This year marks 3 years since our move to Calgary, Alberta. In that time I have been gainfully employed by CDI college and (now) Janus Academy. I currently teach autistic youth the grade 7-9 Alberta curriculum. It has been both a challenging and rewarding return to education. Publishing news has been quiet. Other than getting "A Pattern in the Heavens" published, I have been relatively quiet in terms of pushing short stories. Machinia's promotion blitz (ha ha) was limited by COVID and since the restrictions have been lifted I have not had time in any significant way to promote the novel. My current aim is to build up this website and my Facebook site. A brief attempt at advertising did not yield positive results. I reached out to marketers who all had good ideas, many of which left me wondering what my publisher was doing with my work. For those who aspire to write I applaud you and encourage a deep delve into the realm of marketing avenues. Despite excellent reviews and a wonderful write up in my (former) city's local newspaper, sales barely moved. As writing is a business, all writers need to have a grounding in the fundamentals before pursuing the craft.

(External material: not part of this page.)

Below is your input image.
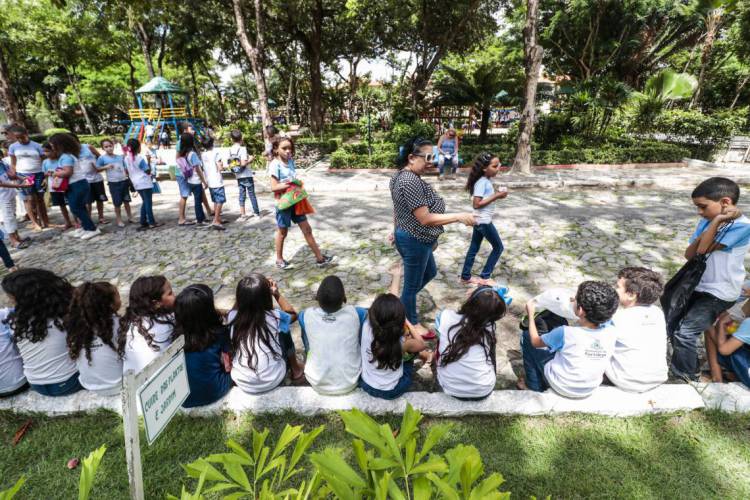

I am writing this on the couch of my new home in Calgary, Alberta. After months of debate my wife and I sold our house in Hamilton, loaded our household items on a moving truck and loaded ourselves our son and our cat into a Toyota minivan and headed west. Best decision ever. New province, new landscape, new opportunities. There came a point in the COVID landscape where staying put was not an option. Work was always a challenge and our bills kept getting bigger. And while we still have bills to pay, a mortgage is no longer one of them. The Machinia front has been quiet, save for a terrific article in the Hamilton Spectator by Jeff Mahoney. With the move and new job I have not been devoting much if any time to the novel but have a few new sales here in Calgary. The short story pursuit is a challenge though one new online mag picked one of my stories for further review so hopefully it will make it to the final round. My spot at Hamilton's ComicCon is still reserved for this October so a visit to see friends and family will be linked to that event. One a positive note Machinia is available online essentially everywhere. If you've read the novel shoot me a review. Have a cool summer!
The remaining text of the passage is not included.